Glioblastomas (GBM) are malignant brain tumors that derive from progenitor cells or neuroglial stem cells. GBM are the most common primary brain tumors in adults and are treated with maximal surgical resection, radiotherapy and chemotherapy. However, the presence of chemo- and radioresistant cancer stem cells renders the treatment merely life-prolonging with a median 5-year survival of no more than 15 months. Investigating the molecular characteristics of individual GBM could therefore provide important insights and subsequently improved treatment strategies to enhance the survival of these cancer patients. GBM tumor cells have been observed to exist in different molecular subtypes, each with a certain level of radiosensitivity. These include the radiosensitive proneural cells and the radioresistant mesenchymal cells. Treatment efficacy is hampered by this intra-tumor heterogeneity as mesenchymal cells are more resistant to radiotherapy than proneural cells. Moreover, the plasticity of these cells allows a phenotypic shift from the proneural subtype to the mesenchymal subtype, a process that can be triggered by radio- and chemotherapy.
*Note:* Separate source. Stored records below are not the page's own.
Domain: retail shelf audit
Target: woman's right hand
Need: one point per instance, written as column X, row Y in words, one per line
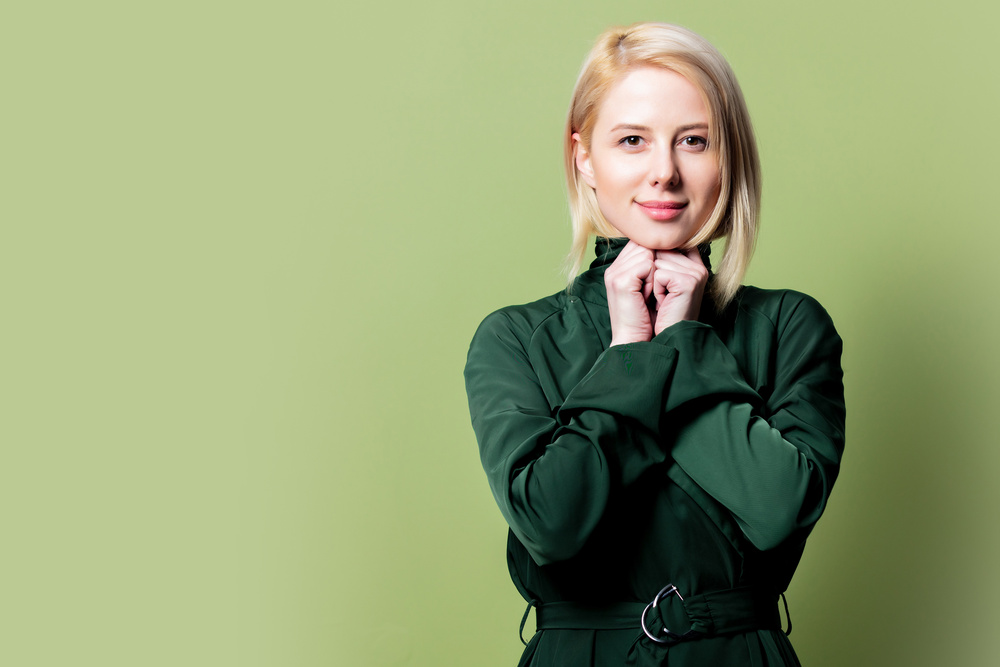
column 629, row 282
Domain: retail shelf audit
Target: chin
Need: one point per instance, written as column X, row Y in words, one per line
column 655, row 242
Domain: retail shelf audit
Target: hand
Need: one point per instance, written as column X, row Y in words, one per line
column 629, row 281
column 679, row 282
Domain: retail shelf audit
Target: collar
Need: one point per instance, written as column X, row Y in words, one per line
column 608, row 249
column 589, row 285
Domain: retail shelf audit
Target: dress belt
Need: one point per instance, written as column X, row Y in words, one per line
column 668, row 620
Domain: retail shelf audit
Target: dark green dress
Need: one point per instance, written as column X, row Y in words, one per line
column 701, row 459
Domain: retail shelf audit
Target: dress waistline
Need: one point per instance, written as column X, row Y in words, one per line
column 670, row 617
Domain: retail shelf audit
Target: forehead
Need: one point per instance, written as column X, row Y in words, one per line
column 652, row 96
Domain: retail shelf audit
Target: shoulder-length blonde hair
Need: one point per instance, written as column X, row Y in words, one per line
column 677, row 49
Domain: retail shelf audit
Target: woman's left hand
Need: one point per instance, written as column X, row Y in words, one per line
column 678, row 285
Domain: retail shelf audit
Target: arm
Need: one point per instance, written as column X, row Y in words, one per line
column 553, row 473
column 771, row 463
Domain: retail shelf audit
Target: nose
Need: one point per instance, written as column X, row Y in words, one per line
column 663, row 170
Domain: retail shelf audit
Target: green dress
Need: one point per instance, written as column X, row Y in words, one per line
column 700, row 459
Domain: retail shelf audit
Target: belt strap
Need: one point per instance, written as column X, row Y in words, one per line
column 715, row 613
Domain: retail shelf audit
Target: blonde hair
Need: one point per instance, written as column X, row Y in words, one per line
column 735, row 216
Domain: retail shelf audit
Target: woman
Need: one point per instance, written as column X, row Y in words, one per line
column 660, row 439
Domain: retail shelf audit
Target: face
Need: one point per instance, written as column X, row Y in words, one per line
column 649, row 162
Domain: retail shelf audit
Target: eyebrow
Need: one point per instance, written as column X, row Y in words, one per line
column 643, row 128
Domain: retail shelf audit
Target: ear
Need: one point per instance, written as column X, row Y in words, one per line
column 583, row 164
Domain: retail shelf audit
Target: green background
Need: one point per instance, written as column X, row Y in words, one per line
column 245, row 246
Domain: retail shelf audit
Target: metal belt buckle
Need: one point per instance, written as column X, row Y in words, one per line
column 671, row 637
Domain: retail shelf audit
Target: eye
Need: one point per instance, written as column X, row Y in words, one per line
column 632, row 141
column 694, row 141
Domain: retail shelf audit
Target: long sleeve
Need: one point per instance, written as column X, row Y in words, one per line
column 552, row 472
column 770, row 460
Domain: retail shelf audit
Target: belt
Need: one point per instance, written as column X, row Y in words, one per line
column 666, row 620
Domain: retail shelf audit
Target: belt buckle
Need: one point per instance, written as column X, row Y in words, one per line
column 671, row 637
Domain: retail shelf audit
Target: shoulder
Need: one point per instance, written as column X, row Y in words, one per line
column 516, row 324
column 796, row 319
column 781, row 306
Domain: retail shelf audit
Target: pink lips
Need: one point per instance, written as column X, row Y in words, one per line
column 662, row 210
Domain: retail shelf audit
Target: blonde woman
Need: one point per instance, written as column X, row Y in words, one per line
column 660, row 439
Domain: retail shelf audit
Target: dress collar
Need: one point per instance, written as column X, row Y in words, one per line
column 607, row 249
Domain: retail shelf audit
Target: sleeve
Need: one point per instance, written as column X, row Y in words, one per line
column 771, row 463
column 552, row 474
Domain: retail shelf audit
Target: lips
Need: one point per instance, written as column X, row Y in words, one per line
column 662, row 210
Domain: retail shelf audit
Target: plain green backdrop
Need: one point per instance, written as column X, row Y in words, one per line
column 245, row 246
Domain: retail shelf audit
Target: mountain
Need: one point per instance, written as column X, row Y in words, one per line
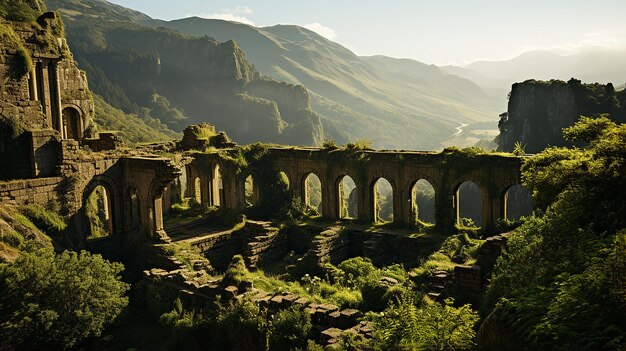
column 354, row 97
column 396, row 102
column 182, row 79
column 594, row 65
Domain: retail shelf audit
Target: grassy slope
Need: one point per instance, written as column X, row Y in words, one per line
column 416, row 107
column 135, row 129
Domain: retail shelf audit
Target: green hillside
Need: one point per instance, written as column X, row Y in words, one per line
column 404, row 103
column 134, row 129
column 182, row 79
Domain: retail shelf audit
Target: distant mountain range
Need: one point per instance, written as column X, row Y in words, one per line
column 397, row 103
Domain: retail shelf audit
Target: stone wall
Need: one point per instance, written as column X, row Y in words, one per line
column 34, row 101
column 539, row 110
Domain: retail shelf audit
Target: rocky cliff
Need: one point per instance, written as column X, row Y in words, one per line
column 183, row 79
column 539, row 110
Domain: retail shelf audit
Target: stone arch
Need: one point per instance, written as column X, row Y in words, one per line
column 347, row 197
column 197, row 186
column 217, row 192
column 516, row 201
column 283, row 176
column 134, row 208
column 382, row 199
column 469, row 199
column 312, row 191
column 112, row 204
column 73, row 125
column 423, row 201
column 251, row 191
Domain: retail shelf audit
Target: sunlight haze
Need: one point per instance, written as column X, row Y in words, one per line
column 441, row 32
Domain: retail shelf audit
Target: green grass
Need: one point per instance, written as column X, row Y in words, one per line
column 49, row 221
column 135, row 129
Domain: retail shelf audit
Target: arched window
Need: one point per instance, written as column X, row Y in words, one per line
column 518, row 202
column 346, row 187
column 197, row 190
column 72, row 126
column 134, row 210
column 383, row 200
column 99, row 213
column 250, row 194
column 469, row 202
column 423, row 201
column 218, row 187
column 313, row 192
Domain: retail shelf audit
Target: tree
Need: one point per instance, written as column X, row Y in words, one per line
column 406, row 326
column 50, row 301
column 289, row 329
column 560, row 283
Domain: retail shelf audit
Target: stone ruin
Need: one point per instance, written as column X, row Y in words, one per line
column 46, row 157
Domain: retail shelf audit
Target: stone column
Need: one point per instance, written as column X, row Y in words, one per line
column 330, row 199
column 32, row 86
column 205, row 189
column 446, row 209
column 215, row 187
column 365, row 202
column 493, row 209
column 399, row 204
column 296, row 187
column 45, row 98
column 55, row 96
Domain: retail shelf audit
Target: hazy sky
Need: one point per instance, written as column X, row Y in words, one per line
column 436, row 31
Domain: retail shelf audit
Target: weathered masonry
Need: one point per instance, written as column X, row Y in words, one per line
column 214, row 181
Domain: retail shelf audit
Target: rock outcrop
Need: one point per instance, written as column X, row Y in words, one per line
column 538, row 111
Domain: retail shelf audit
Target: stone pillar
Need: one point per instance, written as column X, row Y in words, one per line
column 45, row 97
column 446, row 209
column 398, row 202
column 157, row 208
column 365, row 202
column 330, row 199
column 231, row 193
column 190, row 185
column 406, row 207
column 32, row 84
column 296, row 186
column 55, row 102
column 205, row 189
column 493, row 209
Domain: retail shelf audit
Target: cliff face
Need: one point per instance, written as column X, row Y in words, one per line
column 538, row 111
column 185, row 80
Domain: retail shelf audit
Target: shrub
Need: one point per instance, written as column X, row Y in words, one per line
column 53, row 301
column 12, row 238
column 242, row 325
column 407, row 325
column 346, row 298
column 289, row 329
column 237, row 270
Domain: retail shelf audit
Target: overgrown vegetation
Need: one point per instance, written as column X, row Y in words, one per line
column 49, row 221
column 21, row 10
column 419, row 324
column 135, row 129
column 14, row 45
column 560, row 283
column 53, row 301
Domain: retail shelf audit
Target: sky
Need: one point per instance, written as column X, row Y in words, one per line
column 438, row 32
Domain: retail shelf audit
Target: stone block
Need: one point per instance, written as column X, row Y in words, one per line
column 330, row 333
column 230, row 292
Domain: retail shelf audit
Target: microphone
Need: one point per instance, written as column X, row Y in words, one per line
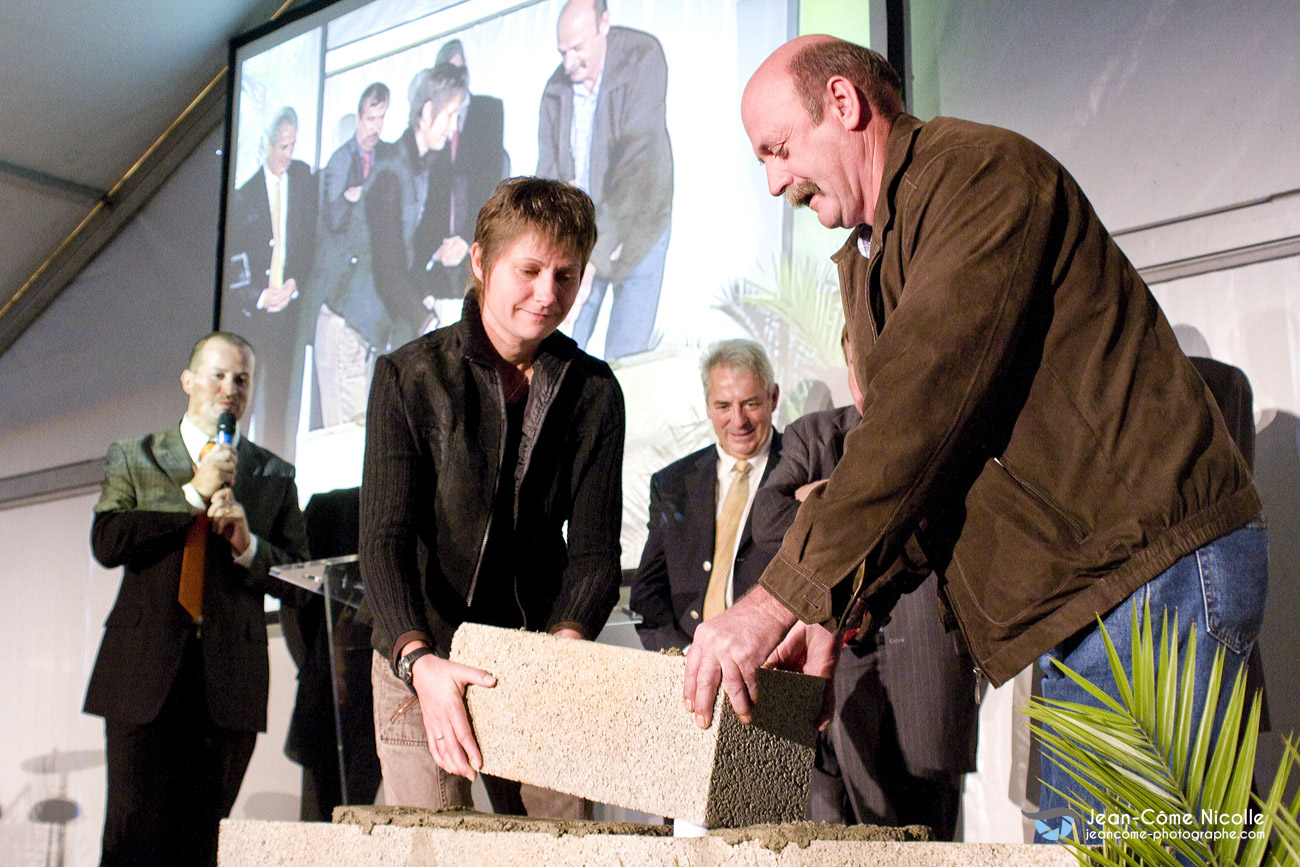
column 226, row 428
column 225, row 432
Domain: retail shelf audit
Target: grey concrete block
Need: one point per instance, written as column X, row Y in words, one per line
column 607, row 724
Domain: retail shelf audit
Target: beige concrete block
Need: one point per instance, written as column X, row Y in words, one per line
column 394, row 837
column 607, row 724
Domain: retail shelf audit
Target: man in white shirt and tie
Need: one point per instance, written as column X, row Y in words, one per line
column 272, row 246
column 700, row 555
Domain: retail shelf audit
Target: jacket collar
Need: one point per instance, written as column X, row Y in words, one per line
column 898, row 148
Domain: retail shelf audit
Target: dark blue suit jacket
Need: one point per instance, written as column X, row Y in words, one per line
column 668, row 589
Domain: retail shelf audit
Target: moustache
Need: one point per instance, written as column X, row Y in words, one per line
column 800, row 194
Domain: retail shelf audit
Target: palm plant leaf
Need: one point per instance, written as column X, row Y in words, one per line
column 1138, row 754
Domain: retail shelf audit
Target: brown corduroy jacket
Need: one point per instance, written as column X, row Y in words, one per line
column 1030, row 423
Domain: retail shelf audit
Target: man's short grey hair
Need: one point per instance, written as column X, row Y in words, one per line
column 814, row 65
column 438, row 86
column 737, row 354
column 284, row 116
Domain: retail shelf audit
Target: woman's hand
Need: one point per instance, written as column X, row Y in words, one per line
column 440, row 685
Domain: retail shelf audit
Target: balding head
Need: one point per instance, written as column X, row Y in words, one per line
column 828, row 159
column 581, row 37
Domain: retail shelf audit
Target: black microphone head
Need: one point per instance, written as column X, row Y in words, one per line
column 226, row 427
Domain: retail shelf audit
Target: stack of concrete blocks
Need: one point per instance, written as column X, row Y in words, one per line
column 607, row 724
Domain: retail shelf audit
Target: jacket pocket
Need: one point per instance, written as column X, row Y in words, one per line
column 1074, row 525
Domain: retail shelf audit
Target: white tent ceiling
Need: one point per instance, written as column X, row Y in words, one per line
column 85, row 92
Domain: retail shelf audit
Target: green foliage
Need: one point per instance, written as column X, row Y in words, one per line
column 1140, row 754
column 793, row 310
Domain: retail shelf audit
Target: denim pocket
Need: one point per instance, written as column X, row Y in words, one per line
column 1234, row 572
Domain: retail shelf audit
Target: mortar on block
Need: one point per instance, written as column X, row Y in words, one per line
column 607, row 724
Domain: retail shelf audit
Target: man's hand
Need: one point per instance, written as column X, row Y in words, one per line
column 277, row 299
column 230, row 520
column 804, row 490
column 441, row 686
column 216, row 471
column 810, row 649
column 728, row 650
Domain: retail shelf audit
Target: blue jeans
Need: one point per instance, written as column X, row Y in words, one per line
column 636, row 300
column 1220, row 588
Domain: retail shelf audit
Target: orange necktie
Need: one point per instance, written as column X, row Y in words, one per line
column 190, row 594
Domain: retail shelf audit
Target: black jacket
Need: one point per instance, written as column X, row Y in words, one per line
column 433, row 455
column 668, row 590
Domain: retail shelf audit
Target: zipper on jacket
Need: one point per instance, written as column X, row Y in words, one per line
column 492, row 510
column 1080, row 532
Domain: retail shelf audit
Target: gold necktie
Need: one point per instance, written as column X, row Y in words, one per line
column 277, row 241
column 724, row 540
column 190, row 594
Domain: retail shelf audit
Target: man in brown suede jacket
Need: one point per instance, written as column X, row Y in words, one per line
column 1030, row 428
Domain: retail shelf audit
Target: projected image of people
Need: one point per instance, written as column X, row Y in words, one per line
column 602, row 126
column 395, row 204
column 464, row 173
column 351, row 323
column 273, row 242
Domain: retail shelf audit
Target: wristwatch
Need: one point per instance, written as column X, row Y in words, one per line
column 407, row 663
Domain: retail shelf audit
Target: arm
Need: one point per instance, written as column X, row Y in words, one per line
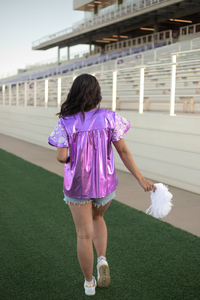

This radiation-induced proneural-to-mesenchymal transition (PMT) can therefore turn radiosensitive cells and tumors into radioresistant ones which relates to therapy resistance and the recurrence of GBM. This project focusses on the investigation of the molecular mechanisms underlying radiation-induced PMT and whether this mesenchymal differentiation can be blocked in vitro and in vivo. The ultimate goal is to render the tumor more sensitive to different treatments and to open up interesting new avenues for the development of improved treatment strategies for GBM.